Depois de Alain Resnais e Jean-Luc Godard, o novo marco básico para a história do filme é 2001: Uma Odisséia no Espaço, de Stanley Kubrick.
Kubrick: uma carreira sem transigências, em busca sempre de uma linguagem e de fazer com que o filme participe com problemas em foco, ilumine, instigue: A Morte Passou por Perto (Killer's Kiss), O Grande Golpe (The Killing), Glória Feita de Sangue (Paths of Glory), Spartacus, Lolita, Dr. Fantástico (Dr. Strangelove) e, agora, após cinco anos de trabalho, 2001: An Space Odissey.
Na área do significado ou nas instigações significantes, são inúmeras as aberturas referenciais: o homem, deus (ou o demo) e o futuro; a responsabilidade diante de uma nova realidade; a descoberta da linguagem e um novo sistema de conhecimento; a luta homem versus máquina (Hal 900) e a indagação a respeito da predominância do instrumento.
Em pleno período paleolítico, os pré-homens enfrentam a mecânica daquela vida primária, de resistência simples ao nível biológico como objetivo capital. Ainda não refletiam o ser superior ao animal em sua plenitude, pois não tinham capacidade de comunicação simbólica e, sim, apenas mediante sinais. Em suma, inexistia capacidade conotativa, somente a denotativa. O ato intelectivo, assim, era também impotente para abstrações. De repente, surge, fincado no solo, aquêle imenso monolito, polido, geométrico, retangular – a revelação de um universo neolítico (pedra polida) antes da própria descoberta do instrumento. Eles tateiam cuidadosamente o monolito desconhecido, a razão é quase como uma aparição de deus. Mas, a partir de então, o germe ficou no pensamento. O macaco, numa cena posterior, avança sobre o esqueleto de um animal morto, pega um osso (que já fora usado anteriormente como arma, para vencer a batalha pela poça de água), começa a brandi-lo eufórico, enquanto espatifa o esqueleto, atira-o para o ar e - a maior elipse anedótica da história do cinema: o osso já é uma nave espacial, deslizando no silêncio imponderável do cosmos, ao som do Danúbio Azul, de Johann Strauss.
Essa elipse sintetiza e explica tôda a história da humanidade e da civilização até o próximo 2001. A partir daí já será outra história. Em 2001, o homem já domina a lua e, nesta, os norte-americanos possuem uma base - Clavius. Repete-se, então, o fenômeno: encontra-se o monolito na lua e os astronautas que, dêle, se aproximam, apresentam comportamento semelhante ao dos macacos, ao tocá-lo. Apenas estão informados de que receberia irradiações de Júpiter.

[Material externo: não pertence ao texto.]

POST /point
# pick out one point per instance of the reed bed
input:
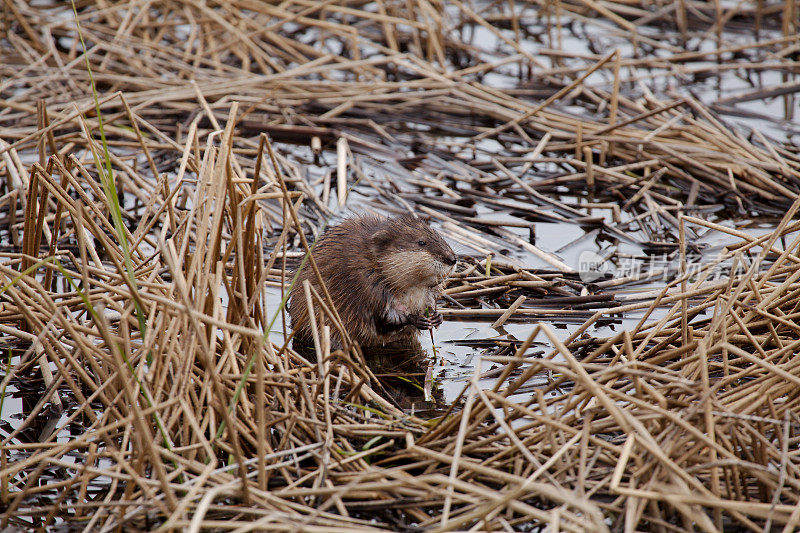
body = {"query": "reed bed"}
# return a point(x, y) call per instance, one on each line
point(142, 324)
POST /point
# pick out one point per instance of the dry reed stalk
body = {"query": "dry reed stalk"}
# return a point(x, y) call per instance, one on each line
point(208, 420)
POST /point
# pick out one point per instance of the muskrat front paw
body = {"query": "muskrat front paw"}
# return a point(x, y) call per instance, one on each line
point(426, 322)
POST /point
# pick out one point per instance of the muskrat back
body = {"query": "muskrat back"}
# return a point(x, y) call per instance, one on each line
point(383, 274)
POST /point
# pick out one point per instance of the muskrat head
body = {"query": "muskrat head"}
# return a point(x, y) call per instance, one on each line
point(409, 253)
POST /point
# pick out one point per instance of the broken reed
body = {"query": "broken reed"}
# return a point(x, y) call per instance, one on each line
point(683, 421)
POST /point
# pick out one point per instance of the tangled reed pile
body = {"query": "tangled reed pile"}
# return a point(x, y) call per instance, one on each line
point(135, 316)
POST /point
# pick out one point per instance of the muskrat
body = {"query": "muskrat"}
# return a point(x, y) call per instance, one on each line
point(383, 274)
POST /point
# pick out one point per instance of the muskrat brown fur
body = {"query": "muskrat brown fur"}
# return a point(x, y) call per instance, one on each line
point(383, 274)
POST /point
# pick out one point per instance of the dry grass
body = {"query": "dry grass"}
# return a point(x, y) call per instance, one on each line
point(194, 418)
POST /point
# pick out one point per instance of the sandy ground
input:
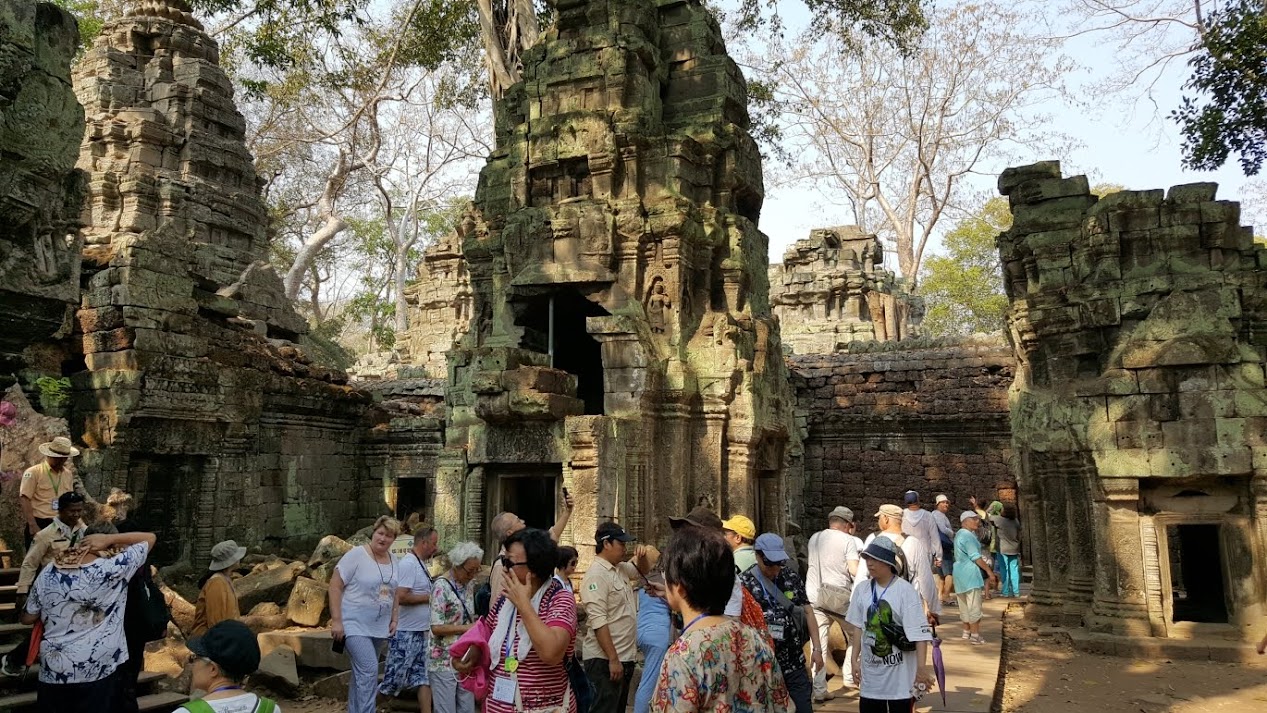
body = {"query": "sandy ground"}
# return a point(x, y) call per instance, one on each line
point(1044, 674)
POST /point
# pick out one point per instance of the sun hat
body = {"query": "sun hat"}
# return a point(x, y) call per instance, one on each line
point(740, 526)
point(882, 550)
point(224, 555)
point(841, 513)
point(698, 517)
point(890, 511)
point(60, 447)
point(770, 546)
point(231, 646)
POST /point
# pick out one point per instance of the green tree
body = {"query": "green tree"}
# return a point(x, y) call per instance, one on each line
point(1229, 112)
point(963, 288)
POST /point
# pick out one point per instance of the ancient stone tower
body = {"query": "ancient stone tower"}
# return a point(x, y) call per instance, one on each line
point(1139, 409)
point(621, 342)
point(191, 385)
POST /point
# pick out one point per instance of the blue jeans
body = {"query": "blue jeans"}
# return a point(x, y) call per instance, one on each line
point(1009, 574)
point(654, 636)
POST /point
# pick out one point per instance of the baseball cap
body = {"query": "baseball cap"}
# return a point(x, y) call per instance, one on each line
point(231, 646)
point(843, 513)
point(890, 511)
point(740, 526)
point(698, 517)
point(612, 531)
point(770, 546)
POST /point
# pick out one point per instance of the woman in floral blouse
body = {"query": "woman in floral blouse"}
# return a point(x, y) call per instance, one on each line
point(717, 664)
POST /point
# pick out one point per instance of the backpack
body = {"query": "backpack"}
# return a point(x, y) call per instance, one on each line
point(199, 706)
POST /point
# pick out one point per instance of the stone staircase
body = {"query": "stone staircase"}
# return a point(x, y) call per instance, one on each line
point(18, 694)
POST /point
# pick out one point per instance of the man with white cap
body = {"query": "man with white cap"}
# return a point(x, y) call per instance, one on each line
point(781, 594)
point(888, 519)
point(42, 484)
point(886, 613)
point(829, 584)
point(217, 602)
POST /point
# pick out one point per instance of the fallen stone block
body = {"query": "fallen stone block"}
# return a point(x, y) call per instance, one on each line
point(313, 647)
point(271, 585)
point(308, 599)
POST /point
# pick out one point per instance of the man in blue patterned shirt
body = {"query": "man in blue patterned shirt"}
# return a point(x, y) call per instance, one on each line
point(80, 599)
point(779, 590)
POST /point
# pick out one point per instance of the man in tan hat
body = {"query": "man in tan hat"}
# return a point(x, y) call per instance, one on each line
point(42, 484)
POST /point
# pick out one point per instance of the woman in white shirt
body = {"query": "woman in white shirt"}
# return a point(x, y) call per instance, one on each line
point(362, 611)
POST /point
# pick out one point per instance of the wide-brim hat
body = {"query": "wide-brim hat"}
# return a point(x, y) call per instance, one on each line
point(698, 517)
point(60, 447)
point(224, 555)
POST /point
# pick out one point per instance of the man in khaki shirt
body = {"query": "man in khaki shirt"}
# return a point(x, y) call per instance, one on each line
point(42, 484)
point(611, 608)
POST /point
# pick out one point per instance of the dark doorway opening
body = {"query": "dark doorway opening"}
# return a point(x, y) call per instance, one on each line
point(530, 492)
point(1196, 574)
point(575, 350)
point(412, 498)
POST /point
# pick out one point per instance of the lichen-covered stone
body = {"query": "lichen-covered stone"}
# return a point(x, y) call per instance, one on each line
point(833, 289)
point(1137, 321)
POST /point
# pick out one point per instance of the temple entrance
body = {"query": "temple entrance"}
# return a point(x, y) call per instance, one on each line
point(532, 492)
point(1197, 590)
point(555, 324)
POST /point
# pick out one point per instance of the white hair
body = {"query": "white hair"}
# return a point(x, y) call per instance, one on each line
point(464, 551)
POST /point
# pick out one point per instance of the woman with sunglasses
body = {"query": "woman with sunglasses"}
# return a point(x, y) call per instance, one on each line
point(452, 613)
point(534, 630)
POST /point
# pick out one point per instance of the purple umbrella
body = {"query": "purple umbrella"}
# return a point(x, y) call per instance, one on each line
point(939, 666)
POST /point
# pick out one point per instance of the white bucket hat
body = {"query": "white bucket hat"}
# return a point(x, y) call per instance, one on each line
point(60, 447)
point(224, 555)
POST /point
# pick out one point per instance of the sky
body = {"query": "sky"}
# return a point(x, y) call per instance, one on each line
point(1124, 143)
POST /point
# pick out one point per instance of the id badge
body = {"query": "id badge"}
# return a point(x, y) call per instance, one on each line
point(503, 690)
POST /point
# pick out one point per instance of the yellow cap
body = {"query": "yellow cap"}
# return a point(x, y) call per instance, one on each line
point(740, 526)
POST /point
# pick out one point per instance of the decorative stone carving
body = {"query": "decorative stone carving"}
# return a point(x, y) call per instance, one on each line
point(622, 343)
point(1139, 400)
point(833, 289)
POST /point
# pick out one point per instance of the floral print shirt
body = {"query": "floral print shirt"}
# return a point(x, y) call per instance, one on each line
point(451, 604)
point(82, 614)
point(727, 668)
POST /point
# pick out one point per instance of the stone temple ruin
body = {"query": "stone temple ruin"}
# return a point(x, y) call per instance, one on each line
point(604, 319)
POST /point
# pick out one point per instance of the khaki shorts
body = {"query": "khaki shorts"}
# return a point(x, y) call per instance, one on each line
point(969, 605)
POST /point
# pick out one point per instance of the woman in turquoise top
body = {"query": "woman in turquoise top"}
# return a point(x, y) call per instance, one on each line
point(971, 573)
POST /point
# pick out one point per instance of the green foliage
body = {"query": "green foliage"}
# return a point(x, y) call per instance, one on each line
point(53, 391)
point(1228, 75)
point(963, 289)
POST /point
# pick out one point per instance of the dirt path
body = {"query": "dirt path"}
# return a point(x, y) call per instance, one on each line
point(1044, 674)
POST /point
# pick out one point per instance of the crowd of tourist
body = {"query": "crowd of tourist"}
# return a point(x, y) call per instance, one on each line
point(722, 616)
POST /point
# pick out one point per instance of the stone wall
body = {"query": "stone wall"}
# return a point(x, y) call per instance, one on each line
point(878, 419)
point(41, 193)
point(1139, 404)
point(833, 289)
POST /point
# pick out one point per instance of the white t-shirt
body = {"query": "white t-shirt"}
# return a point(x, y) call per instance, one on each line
point(830, 554)
point(243, 703)
point(921, 569)
point(888, 678)
point(414, 578)
point(369, 593)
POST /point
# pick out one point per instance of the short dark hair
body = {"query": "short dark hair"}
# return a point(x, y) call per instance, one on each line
point(566, 555)
point(539, 548)
point(700, 560)
point(67, 499)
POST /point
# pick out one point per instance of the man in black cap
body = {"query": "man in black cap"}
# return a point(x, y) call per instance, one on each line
point(219, 661)
point(610, 649)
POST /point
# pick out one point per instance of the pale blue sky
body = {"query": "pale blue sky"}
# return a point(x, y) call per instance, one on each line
point(1121, 145)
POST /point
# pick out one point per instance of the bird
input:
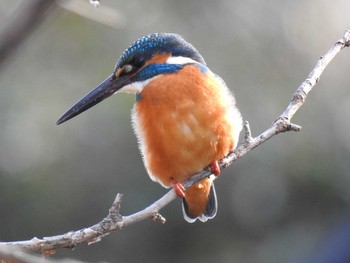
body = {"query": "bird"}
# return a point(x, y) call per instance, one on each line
point(184, 116)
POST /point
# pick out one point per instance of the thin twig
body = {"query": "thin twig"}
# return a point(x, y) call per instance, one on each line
point(115, 221)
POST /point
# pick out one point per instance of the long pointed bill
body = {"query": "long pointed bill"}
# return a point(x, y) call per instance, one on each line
point(106, 89)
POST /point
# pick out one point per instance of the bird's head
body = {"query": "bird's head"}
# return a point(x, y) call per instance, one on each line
point(148, 57)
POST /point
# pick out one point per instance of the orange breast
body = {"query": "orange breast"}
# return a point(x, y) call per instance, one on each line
point(184, 121)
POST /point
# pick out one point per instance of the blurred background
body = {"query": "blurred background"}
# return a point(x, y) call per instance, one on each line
point(286, 201)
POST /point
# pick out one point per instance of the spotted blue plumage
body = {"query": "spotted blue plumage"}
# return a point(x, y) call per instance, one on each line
point(149, 45)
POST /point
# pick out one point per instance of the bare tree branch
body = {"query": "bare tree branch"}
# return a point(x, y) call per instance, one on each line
point(115, 220)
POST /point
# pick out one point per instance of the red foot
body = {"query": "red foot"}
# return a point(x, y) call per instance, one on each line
point(215, 168)
point(179, 188)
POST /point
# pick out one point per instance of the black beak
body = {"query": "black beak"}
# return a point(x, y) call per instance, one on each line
point(106, 89)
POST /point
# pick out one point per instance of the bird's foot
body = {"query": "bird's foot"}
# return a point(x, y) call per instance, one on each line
point(215, 168)
point(179, 188)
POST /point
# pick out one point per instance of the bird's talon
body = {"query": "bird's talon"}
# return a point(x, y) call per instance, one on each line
point(215, 168)
point(179, 189)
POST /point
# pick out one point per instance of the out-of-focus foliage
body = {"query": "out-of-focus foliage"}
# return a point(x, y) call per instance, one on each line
point(286, 201)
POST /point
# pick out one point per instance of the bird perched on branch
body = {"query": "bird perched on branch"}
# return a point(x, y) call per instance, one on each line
point(184, 116)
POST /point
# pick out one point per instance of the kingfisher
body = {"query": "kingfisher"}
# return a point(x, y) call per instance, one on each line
point(184, 115)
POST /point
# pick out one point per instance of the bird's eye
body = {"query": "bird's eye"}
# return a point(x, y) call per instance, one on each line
point(127, 69)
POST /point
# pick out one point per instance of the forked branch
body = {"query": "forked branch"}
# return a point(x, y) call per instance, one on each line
point(115, 220)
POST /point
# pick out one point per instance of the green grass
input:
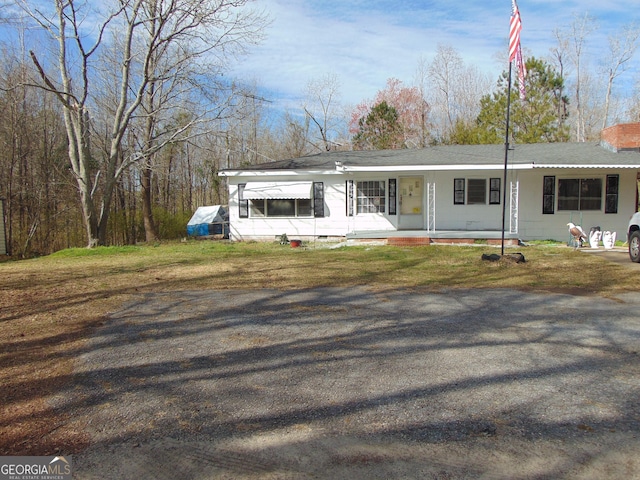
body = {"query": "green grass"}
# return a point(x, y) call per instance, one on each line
point(50, 305)
point(215, 264)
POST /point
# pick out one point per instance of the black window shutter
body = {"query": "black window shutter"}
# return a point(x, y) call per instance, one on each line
point(548, 195)
point(318, 199)
point(393, 202)
point(349, 198)
point(243, 205)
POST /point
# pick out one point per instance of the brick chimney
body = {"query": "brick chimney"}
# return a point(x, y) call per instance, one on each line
point(624, 136)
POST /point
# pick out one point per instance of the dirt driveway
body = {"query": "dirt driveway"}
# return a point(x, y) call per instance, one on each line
point(361, 384)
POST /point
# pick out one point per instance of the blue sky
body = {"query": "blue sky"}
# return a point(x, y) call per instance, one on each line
point(366, 42)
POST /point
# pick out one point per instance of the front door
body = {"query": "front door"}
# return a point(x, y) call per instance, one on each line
point(411, 193)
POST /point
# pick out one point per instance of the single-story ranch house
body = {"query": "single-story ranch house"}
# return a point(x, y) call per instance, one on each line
point(441, 194)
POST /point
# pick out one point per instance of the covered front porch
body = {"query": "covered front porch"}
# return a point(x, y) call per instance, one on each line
point(424, 237)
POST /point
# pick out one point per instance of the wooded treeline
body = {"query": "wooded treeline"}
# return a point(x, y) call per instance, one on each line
point(114, 138)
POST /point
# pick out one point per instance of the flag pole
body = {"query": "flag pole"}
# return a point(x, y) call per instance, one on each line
point(506, 155)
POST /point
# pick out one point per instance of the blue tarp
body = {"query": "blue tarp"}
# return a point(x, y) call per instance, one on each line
point(209, 220)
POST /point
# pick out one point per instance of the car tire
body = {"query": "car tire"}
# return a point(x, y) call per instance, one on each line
point(634, 246)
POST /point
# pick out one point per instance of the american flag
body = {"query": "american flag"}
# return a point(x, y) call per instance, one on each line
point(515, 51)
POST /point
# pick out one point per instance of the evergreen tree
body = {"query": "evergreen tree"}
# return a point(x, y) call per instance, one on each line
point(539, 118)
point(380, 129)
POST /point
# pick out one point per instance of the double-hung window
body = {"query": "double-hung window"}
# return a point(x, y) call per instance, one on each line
point(580, 194)
point(473, 191)
point(370, 196)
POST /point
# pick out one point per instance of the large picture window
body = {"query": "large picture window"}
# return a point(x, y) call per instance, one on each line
point(370, 197)
point(580, 194)
point(281, 208)
point(286, 199)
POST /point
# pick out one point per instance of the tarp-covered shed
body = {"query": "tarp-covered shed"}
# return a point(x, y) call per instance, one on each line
point(209, 220)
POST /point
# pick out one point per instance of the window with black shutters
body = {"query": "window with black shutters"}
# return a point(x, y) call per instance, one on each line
point(476, 191)
point(580, 194)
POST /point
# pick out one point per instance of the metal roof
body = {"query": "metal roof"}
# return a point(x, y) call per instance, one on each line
point(455, 157)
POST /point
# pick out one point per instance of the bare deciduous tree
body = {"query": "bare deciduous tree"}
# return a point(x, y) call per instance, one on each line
point(622, 47)
point(321, 105)
point(147, 30)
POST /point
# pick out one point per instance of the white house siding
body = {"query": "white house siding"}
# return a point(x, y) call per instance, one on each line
point(450, 216)
point(534, 225)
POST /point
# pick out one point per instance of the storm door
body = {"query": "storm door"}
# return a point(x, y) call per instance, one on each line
point(411, 200)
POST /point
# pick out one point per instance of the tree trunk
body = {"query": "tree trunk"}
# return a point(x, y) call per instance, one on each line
point(150, 230)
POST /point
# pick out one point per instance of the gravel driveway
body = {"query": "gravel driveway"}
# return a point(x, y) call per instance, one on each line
point(361, 384)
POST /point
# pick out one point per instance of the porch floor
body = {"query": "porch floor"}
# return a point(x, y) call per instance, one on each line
point(424, 237)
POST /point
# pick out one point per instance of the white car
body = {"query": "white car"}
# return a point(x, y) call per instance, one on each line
point(633, 237)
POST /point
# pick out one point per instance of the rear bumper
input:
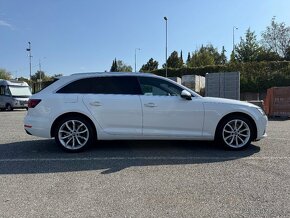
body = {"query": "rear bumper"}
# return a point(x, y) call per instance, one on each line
point(262, 123)
point(37, 126)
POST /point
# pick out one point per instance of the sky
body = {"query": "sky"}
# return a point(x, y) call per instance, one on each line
point(73, 36)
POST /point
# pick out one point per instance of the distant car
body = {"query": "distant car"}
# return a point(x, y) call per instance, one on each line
point(13, 94)
point(79, 109)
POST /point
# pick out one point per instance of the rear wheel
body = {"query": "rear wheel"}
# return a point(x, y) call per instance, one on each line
point(74, 134)
point(235, 133)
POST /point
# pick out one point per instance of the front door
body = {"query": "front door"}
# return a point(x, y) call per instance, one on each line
point(166, 114)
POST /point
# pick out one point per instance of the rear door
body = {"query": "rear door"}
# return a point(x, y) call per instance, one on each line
point(115, 104)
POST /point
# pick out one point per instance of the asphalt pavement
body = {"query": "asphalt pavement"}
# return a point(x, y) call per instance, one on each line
point(143, 178)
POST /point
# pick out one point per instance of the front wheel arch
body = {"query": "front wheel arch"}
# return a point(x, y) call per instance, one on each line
point(237, 114)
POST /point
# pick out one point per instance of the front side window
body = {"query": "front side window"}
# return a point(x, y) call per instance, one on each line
point(20, 91)
point(126, 85)
point(2, 90)
point(156, 86)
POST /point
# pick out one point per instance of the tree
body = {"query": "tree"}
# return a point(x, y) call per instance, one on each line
point(248, 49)
point(114, 67)
point(57, 75)
point(4, 74)
point(174, 61)
point(149, 66)
point(276, 38)
point(122, 67)
point(23, 79)
point(267, 55)
point(188, 59)
point(119, 66)
point(181, 59)
point(223, 56)
point(206, 55)
point(40, 75)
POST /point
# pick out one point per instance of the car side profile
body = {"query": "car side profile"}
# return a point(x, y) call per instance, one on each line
point(80, 109)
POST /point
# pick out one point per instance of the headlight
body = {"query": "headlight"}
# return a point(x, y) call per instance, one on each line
point(261, 111)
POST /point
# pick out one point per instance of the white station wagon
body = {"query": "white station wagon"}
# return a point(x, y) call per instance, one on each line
point(80, 109)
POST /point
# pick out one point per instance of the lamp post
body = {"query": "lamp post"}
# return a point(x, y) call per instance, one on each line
point(165, 18)
point(136, 57)
point(29, 50)
point(234, 28)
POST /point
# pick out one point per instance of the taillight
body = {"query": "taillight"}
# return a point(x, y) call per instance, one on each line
point(33, 102)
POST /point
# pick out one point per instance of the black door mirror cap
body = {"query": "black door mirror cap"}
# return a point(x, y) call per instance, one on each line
point(186, 95)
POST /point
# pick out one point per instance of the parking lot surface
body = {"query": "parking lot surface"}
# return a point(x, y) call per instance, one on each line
point(143, 178)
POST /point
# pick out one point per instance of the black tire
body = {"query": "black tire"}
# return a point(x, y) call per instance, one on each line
point(74, 134)
point(9, 107)
point(235, 133)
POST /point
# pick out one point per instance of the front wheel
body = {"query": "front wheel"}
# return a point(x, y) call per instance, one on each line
point(235, 133)
point(9, 107)
point(74, 134)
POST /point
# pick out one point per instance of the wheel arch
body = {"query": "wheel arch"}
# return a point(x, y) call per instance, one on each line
point(239, 114)
point(71, 114)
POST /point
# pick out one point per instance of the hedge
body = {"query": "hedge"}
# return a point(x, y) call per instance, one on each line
point(255, 76)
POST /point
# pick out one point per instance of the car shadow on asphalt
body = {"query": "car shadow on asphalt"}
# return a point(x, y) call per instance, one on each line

Parte uma expedição rumo a Júpiter, com três tripulantes em estado de hibernação, para somente serem-lhes restituídas as faculdades vitais quando chegassem ao destino, dois outros vivos, auxiliando o principal tripulante, o computador eletrônico (Hal), a conduzirem a nave. Kubrick, antes de, junto com o escritor e grande especialista, Arthur G. Clarke, conceber o comportamento do computador de ôlho ciclópico (confere com a Odisséia de Homero), ouviu os maiores especialistas na fabricação de cérebros eletrônicos, que lhe disseram ser perfeitamente viável existir algo como Hal, já capaz de emoções ou iniciativas mentais próprias, não apenas estimuladas por indagações. Aí, nascerá o primeiro impasse, com a implicação filosófica. Hal é à prova de êrro - a sua ontologia é a infalibilidade. (E repare-se o trocadilho homófono: Hal pronuncia-se como hell - inferno). Quando esta é colocada em dúvida pelos dois outros tripulantes, procura matá-los, pois - como disse - a missão era "demasiadamente importante". Mas um dos astronautas escapa e vai ao cérebro propriamente dito do computador e começa a desligar todo o seu sistema intelectual e mnemónico. A cena é magnífica, com êle boiando no espaço da imensa câmara que é o cérebro.